Thomas A.D. Watson and Francie Rudolph on raising their families and growing their businesses in towns defined by seasonal extremes.
by Maria Allen
Photographs by Julia Cumes
Home to America’s oldest art colony, the Outer Cape has been a destination for fine artists and collectors for generations. Intimate galleries and studios pepper the main streets and back roads of these quaint seaside towns of Provincetown, Truro, and Wellfleet.
“The light out here is pretty extraordinary,” says Truro artist Thomas A.D. Watson, who is known for his representational landscape paintings of the area. “There is so much national seashore and wild water. It’s an incredibly beautiful place to live.”
Watson and his wife, Francie Randolph, a mixed-media artist and former Harvard professor, moved to Truro in 1998 after falling in love with a 200-year-old farmhouse with a small orchard and a two-story barn. The original deteriorating barn was replaced with a new post-and-beam structure that now houses Watson’s art studio on the upper level and Randolph’s studio below.
Watson was born into a family of artists—his father was a skilled illustrator, his grandfather was the founder and editor of American Artist Magazine, and his mother was a celebrated children’s book author. His childhood was split between Vermont and Truro, where he spent a great deal of time outdoors and the creative influences of his family and the surrounding community inspired his own artistic leanings.
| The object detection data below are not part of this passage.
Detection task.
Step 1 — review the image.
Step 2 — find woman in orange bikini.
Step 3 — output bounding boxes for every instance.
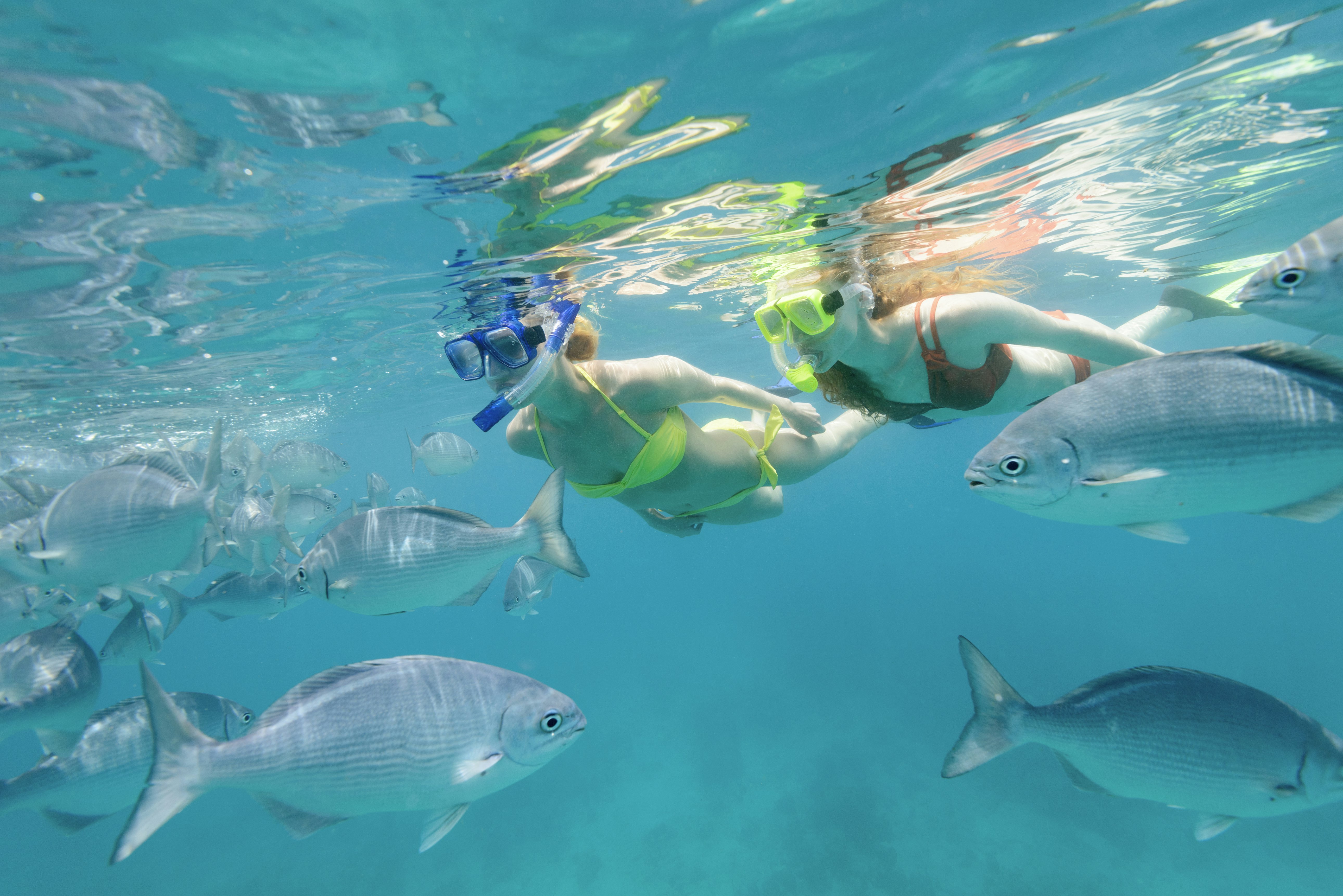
[757,267,1236,420]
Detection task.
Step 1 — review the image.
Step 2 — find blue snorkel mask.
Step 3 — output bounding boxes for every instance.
[467,298,581,433]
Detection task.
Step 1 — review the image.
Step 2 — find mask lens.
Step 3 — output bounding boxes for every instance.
[485,327,532,367]
[756,305,788,344]
[443,338,485,380]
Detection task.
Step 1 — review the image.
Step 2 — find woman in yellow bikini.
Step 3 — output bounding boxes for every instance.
[448,317,884,537]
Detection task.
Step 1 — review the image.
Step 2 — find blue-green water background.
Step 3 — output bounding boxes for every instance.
[0,0,1343,896]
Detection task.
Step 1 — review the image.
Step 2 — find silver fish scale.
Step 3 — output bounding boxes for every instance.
[0,690,251,815]
[1021,666,1339,817]
[203,657,545,817]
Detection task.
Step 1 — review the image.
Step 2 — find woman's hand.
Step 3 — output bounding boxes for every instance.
[779,402,826,435]
[635,508,704,539]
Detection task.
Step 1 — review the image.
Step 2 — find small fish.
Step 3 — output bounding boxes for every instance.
[966,343,1343,544]
[297,470,588,615]
[159,567,312,638]
[406,433,479,476]
[9,423,221,592]
[266,441,349,490]
[394,485,434,507]
[941,638,1343,840]
[1236,217,1343,336]
[0,690,254,834]
[368,473,392,508]
[0,617,102,756]
[98,598,164,666]
[504,558,560,619]
[111,653,587,862]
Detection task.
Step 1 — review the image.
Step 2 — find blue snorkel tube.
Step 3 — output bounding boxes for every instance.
[471,299,581,433]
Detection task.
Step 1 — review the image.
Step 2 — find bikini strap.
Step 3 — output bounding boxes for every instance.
[575,364,653,442]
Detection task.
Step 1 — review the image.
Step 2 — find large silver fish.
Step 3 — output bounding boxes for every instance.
[297,469,588,615]
[1236,217,1343,336]
[266,441,349,492]
[98,598,164,666]
[941,638,1343,840]
[406,433,479,476]
[9,423,219,591]
[111,657,587,862]
[0,690,252,834]
[0,617,102,755]
[159,567,313,638]
[966,343,1343,543]
[504,558,560,619]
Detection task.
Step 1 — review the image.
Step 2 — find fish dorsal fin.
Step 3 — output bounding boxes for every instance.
[406,504,494,529]
[1054,750,1113,797]
[252,660,384,729]
[252,794,348,840]
[1230,340,1343,383]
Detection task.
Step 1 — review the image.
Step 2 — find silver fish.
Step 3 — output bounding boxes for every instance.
[1236,217,1343,336]
[297,469,588,615]
[0,617,102,755]
[406,433,479,476]
[111,655,587,862]
[11,423,219,591]
[0,690,254,834]
[504,558,560,619]
[98,598,164,666]
[941,638,1343,840]
[159,567,305,638]
[368,473,392,508]
[394,485,433,507]
[266,441,349,492]
[966,343,1343,544]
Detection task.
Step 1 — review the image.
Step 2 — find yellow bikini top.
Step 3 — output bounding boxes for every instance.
[532,364,685,498]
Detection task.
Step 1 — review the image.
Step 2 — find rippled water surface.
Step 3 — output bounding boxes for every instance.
[0,0,1343,896]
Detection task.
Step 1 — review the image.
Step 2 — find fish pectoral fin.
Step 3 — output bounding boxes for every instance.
[420,803,471,852]
[453,752,504,784]
[1119,520,1189,544]
[1261,486,1343,523]
[1194,815,1240,842]
[1082,466,1170,485]
[39,809,107,834]
[252,794,346,840]
[1054,750,1115,797]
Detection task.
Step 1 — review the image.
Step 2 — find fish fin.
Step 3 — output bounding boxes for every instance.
[1194,815,1240,842]
[34,727,83,756]
[517,466,588,579]
[159,584,188,638]
[1082,466,1168,485]
[420,803,471,852]
[1119,520,1189,544]
[453,752,504,784]
[941,637,1031,778]
[445,563,504,607]
[252,794,348,840]
[1054,750,1115,797]
[1262,486,1343,523]
[110,661,215,865]
[37,809,110,834]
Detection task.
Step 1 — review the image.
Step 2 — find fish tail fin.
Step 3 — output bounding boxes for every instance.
[941,637,1031,778]
[109,661,215,865]
[517,466,588,579]
[159,584,187,639]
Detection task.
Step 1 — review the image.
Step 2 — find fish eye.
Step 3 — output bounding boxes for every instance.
[1273,267,1306,289]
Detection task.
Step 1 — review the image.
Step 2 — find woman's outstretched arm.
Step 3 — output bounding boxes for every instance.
[924,293,1160,367]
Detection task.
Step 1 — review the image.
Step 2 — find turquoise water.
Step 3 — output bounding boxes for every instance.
[8,0,1343,896]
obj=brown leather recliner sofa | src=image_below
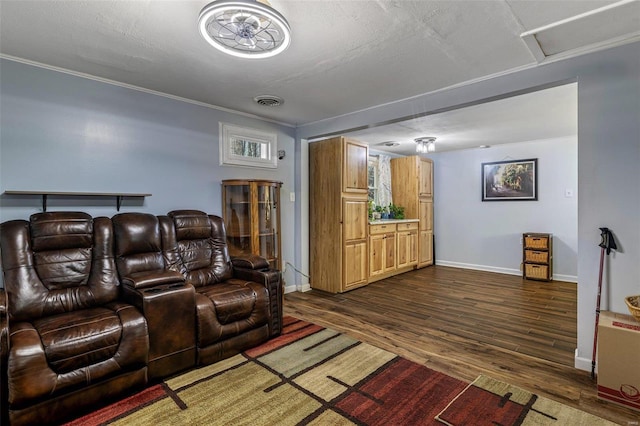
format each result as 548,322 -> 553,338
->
0,210 -> 282,425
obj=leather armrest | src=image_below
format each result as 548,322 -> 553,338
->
231,254 -> 269,270
122,270 -> 184,289
0,288 -> 7,319
233,268 -> 284,337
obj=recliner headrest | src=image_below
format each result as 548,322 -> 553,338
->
168,210 -> 211,241
29,212 -> 93,251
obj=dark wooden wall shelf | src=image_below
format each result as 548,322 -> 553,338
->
4,191 -> 151,212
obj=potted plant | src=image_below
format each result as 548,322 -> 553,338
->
389,203 -> 404,219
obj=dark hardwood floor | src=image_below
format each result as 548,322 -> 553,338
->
285,266 -> 640,426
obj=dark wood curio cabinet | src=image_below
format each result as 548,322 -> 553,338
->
222,179 -> 282,269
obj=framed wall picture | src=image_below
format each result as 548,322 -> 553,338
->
482,158 -> 538,201
220,123 -> 278,169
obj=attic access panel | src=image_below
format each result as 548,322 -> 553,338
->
520,0 -> 640,62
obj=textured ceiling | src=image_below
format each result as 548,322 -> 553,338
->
0,0 -> 640,150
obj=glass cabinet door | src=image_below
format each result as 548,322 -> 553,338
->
257,184 -> 280,265
224,185 -> 252,256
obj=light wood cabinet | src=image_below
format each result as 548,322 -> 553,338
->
369,221 -> 418,282
309,137 -> 369,293
396,223 -> 419,269
342,138 -> 369,194
391,155 -> 434,268
369,224 -> 396,277
222,179 -> 282,269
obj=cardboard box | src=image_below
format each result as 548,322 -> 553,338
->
596,311 -> 640,411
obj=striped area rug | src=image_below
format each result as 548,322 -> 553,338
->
68,317 -> 467,426
67,317 -> 611,426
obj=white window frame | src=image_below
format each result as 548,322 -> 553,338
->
220,123 -> 278,169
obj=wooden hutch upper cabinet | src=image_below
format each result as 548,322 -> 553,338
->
309,137 -> 369,293
222,180 -> 282,269
391,155 -> 433,268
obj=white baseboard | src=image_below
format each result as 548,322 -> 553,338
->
284,283 -> 311,294
436,259 -> 522,275
436,259 -> 578,283
573,349 -> 598,373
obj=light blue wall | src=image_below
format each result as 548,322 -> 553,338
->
0,60 -> 295,286
297,42 -> 640,370
431,136 -> 578,282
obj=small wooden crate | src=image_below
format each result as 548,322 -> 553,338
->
524,250 -> 549,263
524,235 -> 549,250
521,232 -> 553,281
524,263 -> 550,281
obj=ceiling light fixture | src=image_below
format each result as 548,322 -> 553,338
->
198,0 -> 291,59
414,136 -> 436,154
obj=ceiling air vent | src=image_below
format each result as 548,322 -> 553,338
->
253,95 -> 284,107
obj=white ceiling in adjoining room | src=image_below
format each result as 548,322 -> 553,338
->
346,83 -> 578,155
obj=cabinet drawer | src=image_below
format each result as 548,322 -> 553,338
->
398,222 -> 418,231
524,250 -> 549,263
524,235 -> 549,250
524,263 -> 549,280
369,223 -> 396,235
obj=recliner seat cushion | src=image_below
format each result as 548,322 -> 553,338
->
196,279 -> 269,348
7,302 -> 149,410
33,308 -> 122,374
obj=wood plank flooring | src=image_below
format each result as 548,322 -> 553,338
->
284,266 -> 640,426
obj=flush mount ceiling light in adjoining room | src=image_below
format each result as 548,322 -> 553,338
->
414,136 -> 436,154
198,0 -> 291,59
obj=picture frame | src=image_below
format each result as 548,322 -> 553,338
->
220,123 -> 278,169
482,158 -> 538,201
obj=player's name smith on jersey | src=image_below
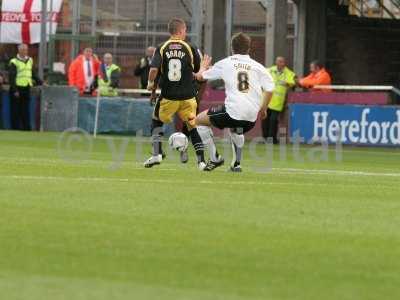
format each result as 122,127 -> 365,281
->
312,108 -> 400,145
165,50 -> 186,59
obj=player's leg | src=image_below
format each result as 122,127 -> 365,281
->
180,123 -> 190,164
196,106 -> 224,171
144,99 -> 177,168
229,128 -> 244,172
178,98 -> 206,170
230,120 -> 255,172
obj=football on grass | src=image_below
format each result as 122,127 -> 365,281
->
168,132 -> 189,152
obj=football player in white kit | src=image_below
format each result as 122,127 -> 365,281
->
195,33 -> 274,172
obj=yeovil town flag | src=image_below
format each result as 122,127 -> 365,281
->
0,0 -> 63,44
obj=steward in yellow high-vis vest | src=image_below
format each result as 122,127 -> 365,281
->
8,44 -> 42,130
262,57 -> 296,144
98,53 -> 121,97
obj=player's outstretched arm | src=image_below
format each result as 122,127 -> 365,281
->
194,54 -> 212,81
260,92 -> 272,120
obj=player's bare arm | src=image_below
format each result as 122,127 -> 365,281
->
194,54 -> 212,81
260,92 -> 272,120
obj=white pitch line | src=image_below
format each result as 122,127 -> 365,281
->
0,175 -> 328,186
0,170 -> 400,186
272,168 -> 400,177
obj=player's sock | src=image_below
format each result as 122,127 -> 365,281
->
182,123 -> 190,139
230,132 -> 244,167
151,119 -> 163,156
197,126 -> 220,162
189,128 -> 204,163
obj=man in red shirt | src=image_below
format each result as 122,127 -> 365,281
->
68,48 -> 100,95
299,60 -> 332,92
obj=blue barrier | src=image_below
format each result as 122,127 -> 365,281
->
0,91 -> 37,130
78,97 -> 175,136
289,104 -> 400,146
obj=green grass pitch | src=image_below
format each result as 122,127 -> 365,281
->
0,131 -> 400,300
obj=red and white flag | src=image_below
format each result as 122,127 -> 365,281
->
0,0 -> 63,44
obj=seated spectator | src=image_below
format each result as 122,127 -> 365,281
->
68,48 -> 100,95
298,60 -> 332,92
98,53 -> 121,97
135,47 -> 156,89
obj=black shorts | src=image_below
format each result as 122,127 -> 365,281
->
207,105 -> 256,134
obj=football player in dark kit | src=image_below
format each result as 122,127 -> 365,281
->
144,18 -> 207,170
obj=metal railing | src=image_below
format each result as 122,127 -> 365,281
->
314,85 -> 400,96
339,0 -> 400,20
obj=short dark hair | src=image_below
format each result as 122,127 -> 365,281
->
311,59 -> 324,69
168,18 -> 186,34
232,32 -> 251,54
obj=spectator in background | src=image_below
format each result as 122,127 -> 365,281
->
262,57 -> 296,144
135,47 -> 156,89
98,53 -> 121,97
298,60 -> 332,92
8,44 -> 42,130
0,72 -> 4,129
68,48 -> 100,95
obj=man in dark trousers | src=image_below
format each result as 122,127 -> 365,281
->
135,47 -> 156,89
9,44 -> 42,130
0,72 -> 4,129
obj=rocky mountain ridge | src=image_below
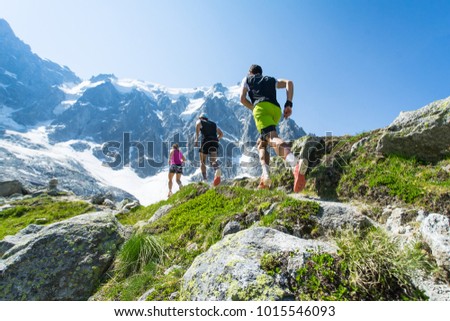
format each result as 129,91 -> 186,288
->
0,16 -> 450,301
0,19 -> 305,200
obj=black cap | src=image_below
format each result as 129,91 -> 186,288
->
249,65 -> 262,75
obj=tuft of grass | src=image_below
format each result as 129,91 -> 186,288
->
336,229 -> 433,300
0,196 -> 94,239
116,234 -> 164,278
337,153 -> 450,215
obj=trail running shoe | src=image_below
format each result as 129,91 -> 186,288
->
294,159 -> 308,193
213,168 -> 222,186
258,177 -> 272,189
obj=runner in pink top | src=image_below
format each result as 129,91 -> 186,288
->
168,144 -> 186,197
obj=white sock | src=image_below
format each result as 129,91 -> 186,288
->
285,153 -> 297,168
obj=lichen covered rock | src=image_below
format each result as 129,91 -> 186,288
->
181,227 -> 336,301
0,212 -> 123,301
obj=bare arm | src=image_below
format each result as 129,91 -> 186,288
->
167,149 -> 173,165
241,87 -> 253,110
217,127 -> 223,140
277,79 -> 294,118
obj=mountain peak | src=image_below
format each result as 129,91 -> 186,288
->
89,74 -> 117,82
0,18 -> 15,38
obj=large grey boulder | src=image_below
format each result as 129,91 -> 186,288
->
377,97 -> 450,162
317,201 -> 373,232
181,227 -> 336,301
420,214 -> 450,271
0,212 -> 123,300
0,180 -> 27,197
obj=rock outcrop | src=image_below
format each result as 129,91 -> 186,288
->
0,180 -> 27,197
377,97 -> 450,162
181,227 -> 336,301
420,214 -> 450,272
0,212 -> 123,301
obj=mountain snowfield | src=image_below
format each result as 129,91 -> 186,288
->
0,19 -> 305,205
0,126 -> 190,205
0,78 -> 274,205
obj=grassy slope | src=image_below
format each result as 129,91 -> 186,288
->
290,131 -> 450,215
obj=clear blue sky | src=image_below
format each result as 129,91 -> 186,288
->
0,0 -> 450,135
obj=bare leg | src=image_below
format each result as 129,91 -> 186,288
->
268,130 -> 291,159
209,152 -> 218,169
177,174 -> 183,188
200,153 -> 208,180
168,173 -> 174,196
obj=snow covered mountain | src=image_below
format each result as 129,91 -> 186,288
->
0,19 -> 305,204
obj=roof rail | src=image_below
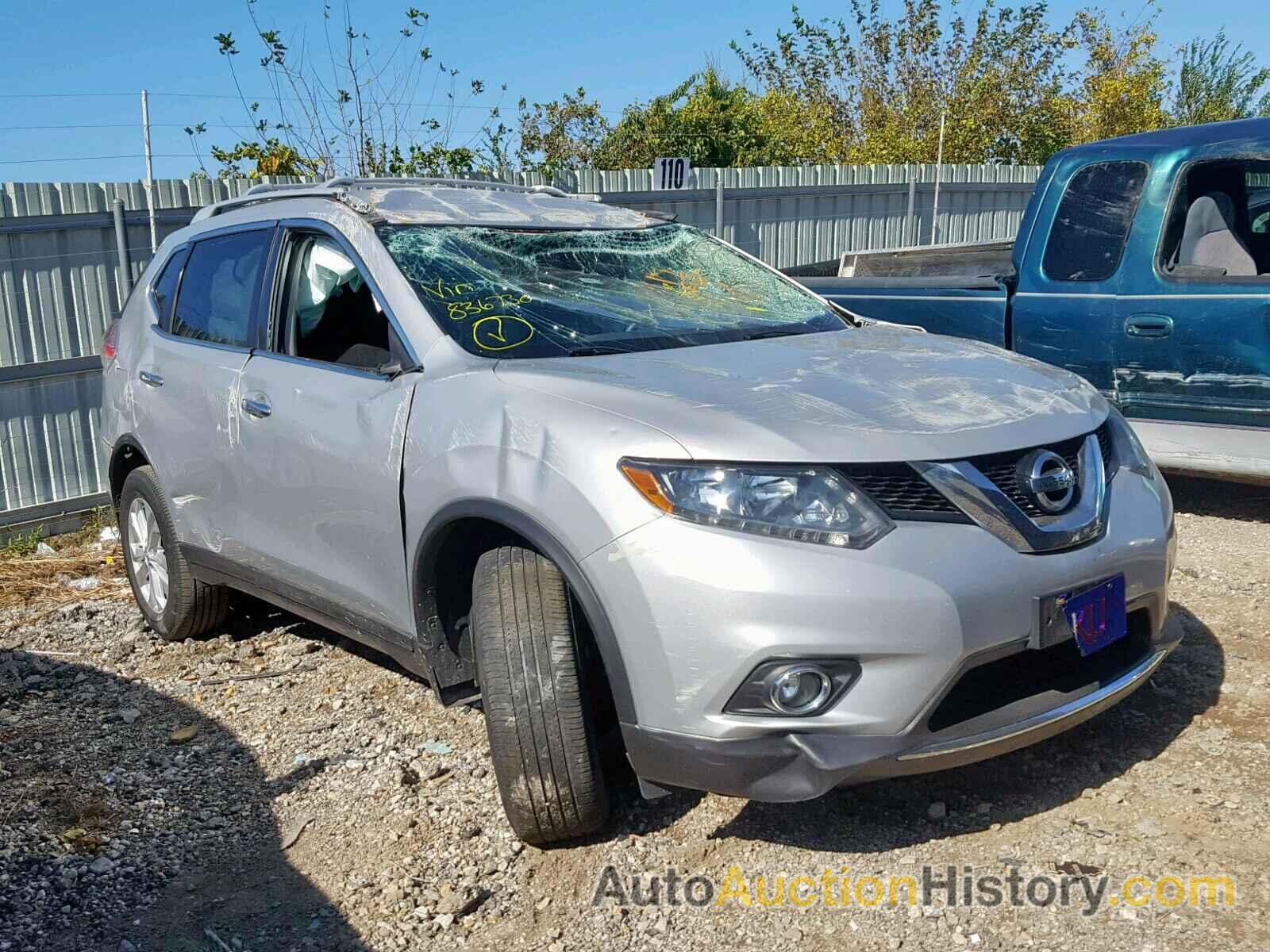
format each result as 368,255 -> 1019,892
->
193,175 -> 579,221
324,175 -> 573,198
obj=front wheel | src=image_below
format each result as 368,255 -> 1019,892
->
471,546 -> 608,844
119,466 -> 230,641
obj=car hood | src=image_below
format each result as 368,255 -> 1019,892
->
497,326 -> 1107,462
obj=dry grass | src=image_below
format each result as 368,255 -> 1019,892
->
0,531 -> 132,608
A graduate of Rhode Island School of Design, Watson’s landscape paintings depict the Outer Cape’s dramatic sand dunes and churning seas with stirring emotion.
Randolph’s nature-based artwork combines digital technologies with painting, photography, and printmaking techniques. She previously taught at Harvard University’s Visual and Environmental Studies department before moving to the Cape and turning her attention to the local food movement. Randolph co-founded the Truro Agricultural Fair and shortly thereafter the nonprofit Sustainable CAPE. “Our mission is to celebrate local food while teaching about the health of our bodies, community, and environment,” says Randolph, who helps oversee the organization’s farm-to-school program as well as the Truro Farmers’ Market.
When they aren’t busy creating art, Watson and Randolph enjoy a down-to-earth lifestyle, spending their days gardening, swimming, and going on fishing trips with their son and daughter. One such outing into Cape Cod Bay inspired Watson to begin painting commercial fishing and lobster boats. The local fishing industry is an important part of the heritage of the Outer Cape and Watson’s images pay tribute to this local history. Earlier this year, his painting of a vessel known as the Joan ~ Tom was featured and auctioned off at the annual Provincetown Portuguese Festival.
”Our mission is to celebrate local food while teaching about the health of our bodies, community, and environment.
— Francie Randolph
Somehow, while the rest of the world becomes increasingly dependent on their high-speed digital devices, Watson and Randolph have found a way to embrace life’s simple pleasures. “The rhythm of the seasons has been really wonderful because it gives us a lot of quiet time to do our work,” says Randolph. “We have a beautiful hearth and in the winter we will gather as a family in the living room and read books at the end of the day.”
Even during a global pandemic, Watson has found peace by painting his natural surroundings, and with every brushstroke, he is continuing a local legacy.